Are pled and pleaded interchangeable past tense of plead?

There is no such distinction generally, though there are geographical patterns, and personal favourings of one over the other in different cases.

As Janus notes in his answer, some people have objected to the past-tense form plead and pled for past and participle. We can imagine that these are people more used to the form pleaded for all cases.

I disagree with his reading of "both forms have often been associated with legal usage" as meaning that legal senses are treated differently than others. While there are words and senses (including some senses of plead) that are particularly associated with law, this is not quite the case here as the sense of plead in terms of entering a plea of guilty, non-guilty or nolo contendere is a term with which the layman is well-acquainted.

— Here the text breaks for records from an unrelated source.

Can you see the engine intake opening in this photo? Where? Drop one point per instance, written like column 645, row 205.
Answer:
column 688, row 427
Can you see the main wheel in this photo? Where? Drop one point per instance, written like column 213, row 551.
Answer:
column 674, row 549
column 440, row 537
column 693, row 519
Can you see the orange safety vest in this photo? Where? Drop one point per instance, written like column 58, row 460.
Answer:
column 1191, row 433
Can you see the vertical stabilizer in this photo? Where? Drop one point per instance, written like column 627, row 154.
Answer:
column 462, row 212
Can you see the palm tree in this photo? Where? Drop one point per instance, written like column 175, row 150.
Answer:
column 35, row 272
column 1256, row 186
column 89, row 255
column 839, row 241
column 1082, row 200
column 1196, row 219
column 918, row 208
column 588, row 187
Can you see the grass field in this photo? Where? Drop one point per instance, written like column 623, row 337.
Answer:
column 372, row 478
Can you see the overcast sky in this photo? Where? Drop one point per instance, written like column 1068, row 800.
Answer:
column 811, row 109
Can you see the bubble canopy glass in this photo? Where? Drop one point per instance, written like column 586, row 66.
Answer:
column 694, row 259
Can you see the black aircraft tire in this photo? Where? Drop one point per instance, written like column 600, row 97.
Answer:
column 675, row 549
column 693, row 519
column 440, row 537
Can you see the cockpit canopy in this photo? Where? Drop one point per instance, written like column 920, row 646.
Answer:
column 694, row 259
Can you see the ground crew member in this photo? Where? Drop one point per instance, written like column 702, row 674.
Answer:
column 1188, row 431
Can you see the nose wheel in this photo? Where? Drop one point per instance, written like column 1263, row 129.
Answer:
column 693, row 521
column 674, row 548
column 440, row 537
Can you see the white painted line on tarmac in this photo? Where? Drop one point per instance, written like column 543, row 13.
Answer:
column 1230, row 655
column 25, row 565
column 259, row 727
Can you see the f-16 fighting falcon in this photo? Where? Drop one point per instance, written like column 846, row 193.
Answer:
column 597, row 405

Rather, the fact that both have "often been associated with legal usage" means that we have strong evidence of both being much used in the language, and also while the OED does not claim to have a basis to standardise the language, the courts do when the terms are of particular importance to them, and so we can argue both approaches to the past tense to be "standard" at least by one "standard", and that one with an influence upon the language, and this then is part of what the lexicographer notes.

Also, "he pleaded with the king for mercy" is a legal sense. "He pleaded with the psycho-sexual killer" would make it non-legal; kings have a very different standing under the law, as does pleading with them.

In the examples that same dictionary gives, we can find both form used for sense particularly associated with law or other petitioning of authorities, and for those senses which are not.

Pleaded predominates in all senses, so I'll just quote "1941 E. R. Eddison Fish Dinner vii. 103 Should a been unlorded long since,..but the Vicar pled for him." as an example of pled in a non-legal sense.

Now, when we have different past-tense forms of a word, one sometimes displaces the other (though here both forms are old and still reasonably strong) and just sometimes they split in meaning.

Stricken and struck now mean different things (though there is an overlap of senses where either can be used) and there is the rather arbitrary hanged / hung distinction where "meat is hung, men are hanged"* that quite likely exists for no reason other than people have enjoyed pointing out other people were using the terms "incorrectly" for centuries, and so a distinction that might well have blurred naturally as the language evolved has continued.

These distinctions no doubt arose from someone like you having a sense that one form matched one sense better than another. It's interesting that in a question here about the difference between lit and lighted (there is none) and why Hemmingway favoured the less-common lighted (it was then more common, and also it rhymes with other words he was using) there were a few different personal theories about the difference between them, none of which have any evidence descriptively, but all of which are perfectly fine in terms of how someone might choose to pick between them (the prescriptive can actually be more liberal than the descriptive, when one prescribes only for oneself).

Your associating one past-tense of plead with one sense, and the other with another is another example of this; it's not backed up by records of usage, which is much more distributed by geography than the sense, but it's a reasonable basis to pick when choosing for yourself.

*"I'm well-hanged".


The OED has the following comment in the etymological section of the entry:

The acceptability of plead and pled as past tense and past participle forms has been questioned by commentators on usage; both forms have often been associated with legal usage. For a full discussion of this, with examples, see B. A. Garner Dict. Mod. Legal Usage (ed. 2, 1995) 667.

I do not have access to Garner’s book, so I do not know what his conclusions are, but the comment indicates that you are not wrong in your perception, although perhaps it would be more accurate if amended somewhat.

I agree with the OED that the difference between ‘pleaded’ and ‘pled’ (to me) is that the former works in all cases, whereas the latter is restricted to legal senses.

As such, I find “He pleaded not guilty” and “He pleaded with the king for mercy” both to be completely unremarkable; but of “He pled not guilty” and “He pled with the king for mercy”, only the former is acceptable—the latter jars.

In other words, I would not, like you seem to do, consider the two forms to be in complementary distribution; rather, I would consider ‘pled’ to be a restricted, alternative form.